Jovially illustrated by Joseph Wright, this is suitable for young readers or to be read to pre-school children.
What-a-Mess reappears in larger format, in Picture Corgi's What-a-Mess and the Hairy Monster ($50). This time the Afghan prince has to come to terms with his fear of the dark to protect his friend, Esmeralda, the white mouse Hilaire Belloc's inconsequential rhymes in The Bad Child's Book of Beasts (Red Fox Picture Book, $79), starkly illustrated by Tony Ross and dedicated to a prospective Oxford don, will fox many an adult let alone a small child.
The perverse view of animals presented in these short rhymes, such as the usefulness of whale blubber for making lamp oil, occasionally fall into the bad taste category.
It is not A. A. Milne's classic bear that features in Ladybird's Winnie the Pooh's ABC ($40) but Disney's popular version. This nicely-presented board book, with simple, clear pictures, will no doubt compete well with the numerous other ABC titles.
Benedict Blathwayt provides a flight of fantasy in the brilliantly-illustrated Bear in the Air (Red Fox, $44). The teddy bear achieves his dream of flying when a bunch of balloons lifts the basket he is sitting in into the air.

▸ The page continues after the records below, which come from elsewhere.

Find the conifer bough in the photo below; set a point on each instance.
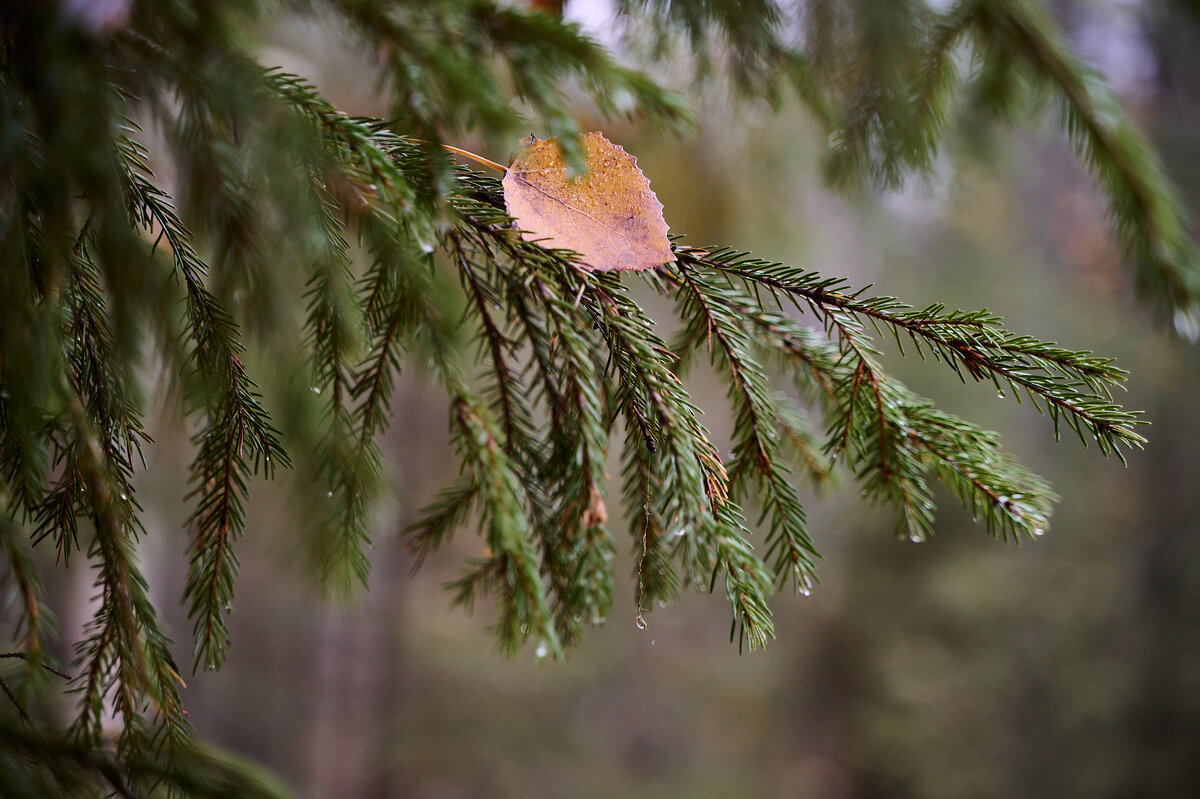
(405, 259)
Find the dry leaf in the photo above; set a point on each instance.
(610, 216)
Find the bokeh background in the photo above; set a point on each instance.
(958, 667)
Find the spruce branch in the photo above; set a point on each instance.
(1144, 208)
(756, 448)
(1071, 386)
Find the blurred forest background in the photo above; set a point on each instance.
(958, 667)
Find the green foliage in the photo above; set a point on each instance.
(406, 259)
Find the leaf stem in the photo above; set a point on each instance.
(467, 154)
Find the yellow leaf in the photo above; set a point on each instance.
(610, 216)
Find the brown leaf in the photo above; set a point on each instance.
(610, 216)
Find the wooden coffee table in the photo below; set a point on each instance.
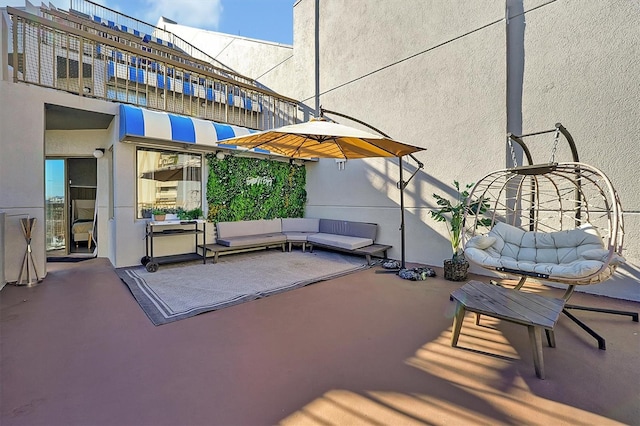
(535, 312)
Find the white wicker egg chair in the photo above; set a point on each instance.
(556, 222)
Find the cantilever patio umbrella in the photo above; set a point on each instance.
(321, 138)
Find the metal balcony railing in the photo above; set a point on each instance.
(68, 52)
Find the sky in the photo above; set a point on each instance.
(270, 20)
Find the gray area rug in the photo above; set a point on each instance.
(181, 291)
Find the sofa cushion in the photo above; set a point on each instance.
(340, 241)
(252, 240)
(297, 236)
(300, 224)
(248, 227)
(353, 229)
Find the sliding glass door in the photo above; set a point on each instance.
(55, 207)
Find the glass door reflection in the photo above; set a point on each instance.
(55, 210)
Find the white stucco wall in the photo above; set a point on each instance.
(581, 68)
(24, 143)
(401, 79)
(578, 64)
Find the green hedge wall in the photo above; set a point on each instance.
(248, 189)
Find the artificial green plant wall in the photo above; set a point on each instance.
(249, 189)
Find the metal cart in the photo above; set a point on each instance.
(173, 228)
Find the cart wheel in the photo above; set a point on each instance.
(151, 266)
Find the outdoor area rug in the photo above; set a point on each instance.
(181, 291)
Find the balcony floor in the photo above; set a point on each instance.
(366, 348)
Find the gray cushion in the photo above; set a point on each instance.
(340, 241)
(344, 227)
(297, 236)
(251, 240)
(248, 227)
(300, 224)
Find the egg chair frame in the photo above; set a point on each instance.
(549, 202)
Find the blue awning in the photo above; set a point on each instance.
(143, 123)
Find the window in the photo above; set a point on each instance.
(168, 180)
(123, 95)
(73, 68)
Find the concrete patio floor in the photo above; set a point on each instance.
(366, 348)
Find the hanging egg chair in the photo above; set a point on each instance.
(556, 222)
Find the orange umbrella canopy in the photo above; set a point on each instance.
(321, 138)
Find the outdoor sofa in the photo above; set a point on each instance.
(346, 236)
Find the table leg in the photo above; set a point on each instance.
(551, 338)
(535, 336)
(457, 323)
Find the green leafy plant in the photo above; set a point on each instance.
(241, 188)
(453, 214)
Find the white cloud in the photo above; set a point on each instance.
(193, 13)
(203, 14)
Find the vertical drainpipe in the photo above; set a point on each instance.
(317, 56)
(515, 22)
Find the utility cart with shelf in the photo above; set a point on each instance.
(169, 228)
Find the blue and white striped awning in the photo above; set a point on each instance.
(138, 122)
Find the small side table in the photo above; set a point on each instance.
(535, 312)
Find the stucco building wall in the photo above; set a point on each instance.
(422, 82)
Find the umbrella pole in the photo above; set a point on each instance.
(401, 186)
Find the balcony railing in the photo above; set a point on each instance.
(67, 52)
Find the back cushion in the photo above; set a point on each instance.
(353, 229)
(299, 224)
(248, 227)
(545, 247)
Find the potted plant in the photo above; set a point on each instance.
(159, 214)
(455, 269)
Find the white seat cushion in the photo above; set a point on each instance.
(576, 253)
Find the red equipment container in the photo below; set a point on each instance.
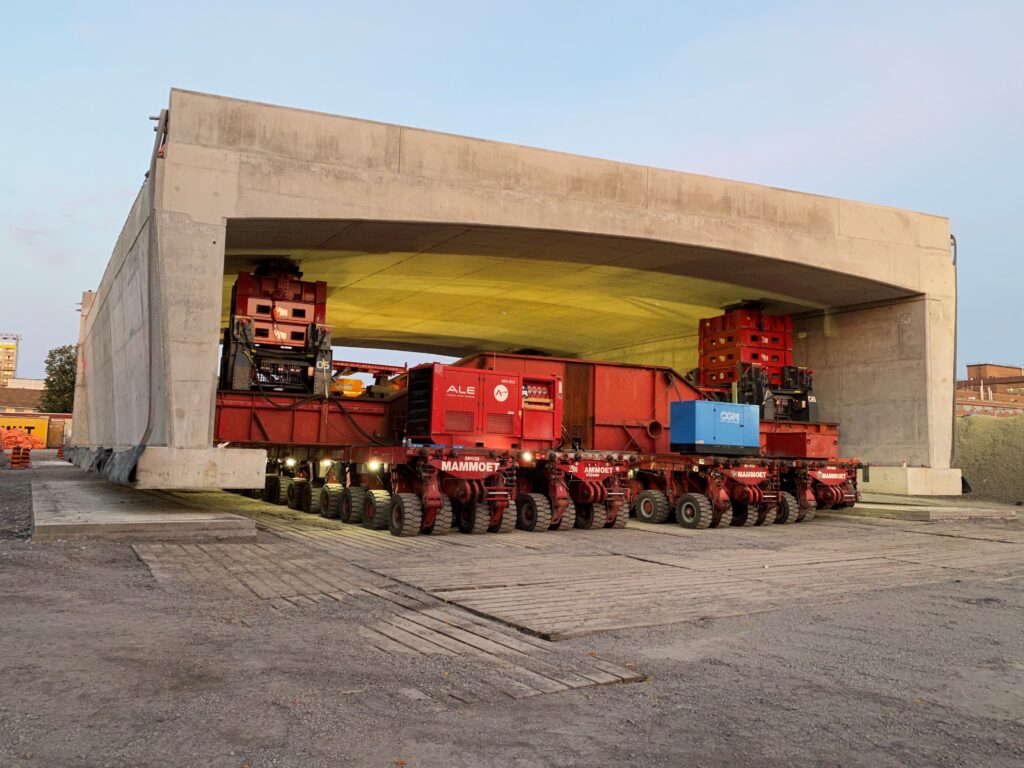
(795, 439)
(743, 336)
(296, 426)
(454, 406)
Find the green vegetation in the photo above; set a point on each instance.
(58, 396)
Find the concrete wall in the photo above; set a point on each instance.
(872, 375)
(231, 159)
(112, 400)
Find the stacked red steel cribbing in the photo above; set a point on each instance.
(743, 336)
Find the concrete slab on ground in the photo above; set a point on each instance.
(928, 509)
(84, 507)
(557, 585)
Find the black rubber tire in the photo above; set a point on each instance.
(808, 513)
(568, 517)
(406, 515)
(534, 512)
(295, 493)
(788, 508)
(306, 498)
(442, 520)
(652, 506)
(284, 483)
(694, 511)
(353, 500)
(375, 509)
(509, 516)
(331, 501)
(271, 488)
(744, 514)
(474, 518)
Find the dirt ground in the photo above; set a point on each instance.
(990, 452)
(100, 666)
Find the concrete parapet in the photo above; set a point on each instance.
(912, 481)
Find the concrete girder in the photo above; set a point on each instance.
(454, 229)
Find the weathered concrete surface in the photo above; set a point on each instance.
(437, 242)
(201, 468)
(912, 481)
(94, 509)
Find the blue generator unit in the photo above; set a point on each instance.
(710, 427)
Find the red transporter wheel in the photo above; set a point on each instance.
(694, 511)
(375, 511)
(568, 516)
(535, 512)
(788, 510)
(406, 515)
(474, 517)
(352, 504)
(652, 506)
(330, 500)
(443, 518)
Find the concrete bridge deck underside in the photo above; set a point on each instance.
(449, 244)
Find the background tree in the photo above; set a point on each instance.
(58, 395)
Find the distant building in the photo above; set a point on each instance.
(991, 389)
(19, 400)
(8, 356)
(17, 383)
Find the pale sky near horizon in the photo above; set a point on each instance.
(914, 104)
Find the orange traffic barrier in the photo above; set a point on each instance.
(19, 458)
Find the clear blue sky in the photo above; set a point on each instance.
(919, 105)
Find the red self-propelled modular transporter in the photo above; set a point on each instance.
(616, 411)
(460, 434)
(617, 415)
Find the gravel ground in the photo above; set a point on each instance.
(15, 504)
(102, 668)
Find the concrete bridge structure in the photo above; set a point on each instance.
(454, 245)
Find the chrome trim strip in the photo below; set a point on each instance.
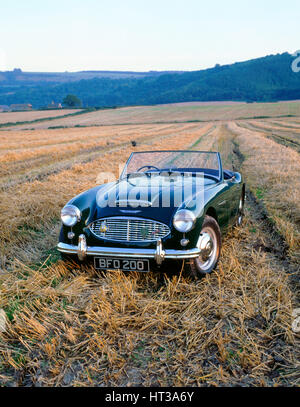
(127, 252)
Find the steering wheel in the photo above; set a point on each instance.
(148, 166)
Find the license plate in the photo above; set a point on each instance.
(110, 263)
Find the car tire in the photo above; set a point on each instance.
(241, 213)
(206, 263)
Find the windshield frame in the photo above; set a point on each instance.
(124, 173)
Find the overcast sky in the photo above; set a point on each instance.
(72, 35)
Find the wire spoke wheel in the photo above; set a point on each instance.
(210, 244)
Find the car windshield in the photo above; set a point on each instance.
(208, 163)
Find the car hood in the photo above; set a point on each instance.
(157, 197)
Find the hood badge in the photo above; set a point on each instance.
(103, 227)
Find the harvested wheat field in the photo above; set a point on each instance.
(171, 113)
(65, 325)
(29, 116)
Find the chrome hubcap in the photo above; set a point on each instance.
(207, 243)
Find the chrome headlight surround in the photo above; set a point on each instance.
(184, 220)
(70, 215)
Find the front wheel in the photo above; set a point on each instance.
(210, 244)
(240, 216)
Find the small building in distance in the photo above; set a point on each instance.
(54, 105)
(4, 108)
(20, 107)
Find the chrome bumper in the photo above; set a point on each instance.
(158, 254)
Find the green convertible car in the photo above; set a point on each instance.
(167, 206)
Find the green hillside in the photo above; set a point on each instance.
(264, 79)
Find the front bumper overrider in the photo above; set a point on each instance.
(158, 254)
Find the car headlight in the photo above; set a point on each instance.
(184, 220)
(70, 215)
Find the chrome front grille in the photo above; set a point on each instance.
(125, 229)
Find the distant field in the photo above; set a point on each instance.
(13, 117)
(181, 112)
(67, 325)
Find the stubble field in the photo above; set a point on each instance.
(62, 325)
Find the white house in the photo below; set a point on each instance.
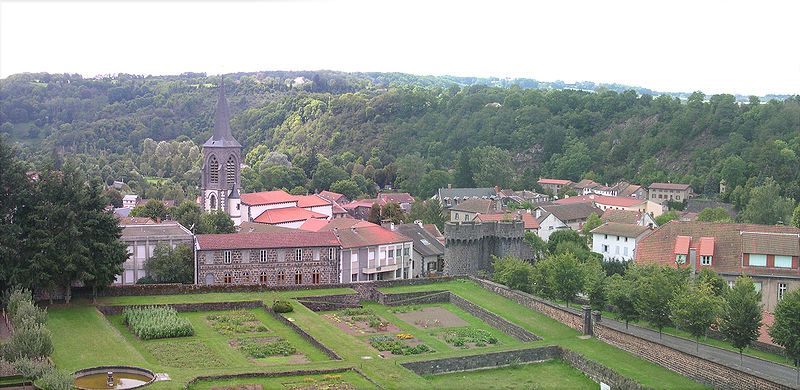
(617, 241)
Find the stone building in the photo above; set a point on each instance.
(141, 235)
(270, 258)
(220, 181)
(469, 247)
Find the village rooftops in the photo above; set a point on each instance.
(266, 240)
(267, 197)
(670, 186)
(357, 237)
(621, 229)
(288, 214)
(480, 206)
(558, 182)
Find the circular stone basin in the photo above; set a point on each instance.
(123, 377)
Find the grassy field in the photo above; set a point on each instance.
(84, 338)
(553, 374)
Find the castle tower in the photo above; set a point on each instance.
(220, 180)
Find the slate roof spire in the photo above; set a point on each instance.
(222, 136)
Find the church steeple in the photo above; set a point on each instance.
(222, 136)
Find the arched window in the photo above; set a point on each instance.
(213, 169)
(230, 171)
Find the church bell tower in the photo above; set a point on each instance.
(220, 179)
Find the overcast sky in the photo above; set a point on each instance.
(746, 47)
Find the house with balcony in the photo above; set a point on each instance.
(770, 255)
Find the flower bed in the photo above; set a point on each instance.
(156, 322)
(236, 322)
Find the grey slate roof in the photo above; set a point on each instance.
(418, 234)
(462, 193)
(222, 137)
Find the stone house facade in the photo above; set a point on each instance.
(269, 258)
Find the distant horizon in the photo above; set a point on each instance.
(715, 46)
(597, 83)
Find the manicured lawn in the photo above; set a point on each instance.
(553, 374)
(84, 338)
(323, 381)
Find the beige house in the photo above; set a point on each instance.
(663, 192)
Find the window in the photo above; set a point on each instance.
(757, 260)
(783, 261)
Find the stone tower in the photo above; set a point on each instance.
(220, 179)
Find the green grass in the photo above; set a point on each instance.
(324, 380)
(775, 358)
(85, 338)
(553, 374)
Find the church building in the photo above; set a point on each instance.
(221, 181)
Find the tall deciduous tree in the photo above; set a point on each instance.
(741, 314)
(695, 310)
(785, 331)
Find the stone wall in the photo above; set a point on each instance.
(494, 320)
(486, 360)
(182, 307)
(303, 334)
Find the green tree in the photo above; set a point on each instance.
(741, 314)
(347, 187)
(513, 272)
(216, 222)
(695, 310)
(767, 206)
(785, 331)
(714, 214)
(168, 265)
(621, 293)
(152, 209)
(666, 217)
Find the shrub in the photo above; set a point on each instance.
(31, 341)
(257, 349)
(32, 368)
(56, 380)
(282, 307)
(156, 322)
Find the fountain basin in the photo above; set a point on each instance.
(123, 377)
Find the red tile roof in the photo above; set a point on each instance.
(267, 197)
(555, 181)
(369, 236)
(730, 243)
(312, 201)
(266, 240)
(313, 225)
(616, 201)
(670, 186)
(287, 214)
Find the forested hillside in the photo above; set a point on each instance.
(316, 130)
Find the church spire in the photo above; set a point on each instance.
(222, 129)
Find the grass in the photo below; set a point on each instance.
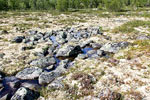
(23, 25)
(70, 21)
(137, 49)
(129, 26)
(32, 19)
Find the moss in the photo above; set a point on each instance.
(32, 19)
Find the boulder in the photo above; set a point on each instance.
(25, 94)
(82, 56)
(18, 39)
(143, 37)
(114, 47)
(69, 51)
(29, 73)
(63, 65)
(56, 84)
(96, 45)
(107, 94)
(47, 77)
(2, 55)
(43, 62)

Mama Do You Love Me, lyrically told by Barbara M. Joosse and illustrated by Barbara Lavallee (Little, Brown, $88), is a more unusual story about the power of relationships. It is set within a community of Eskimos.
Though their way of life is very different, the nature of a mother's love and a child's ability to test it are universal. The book includes a two-page glossary explaining life in the Arctic and some Inuit (Eskimo) words used in the story.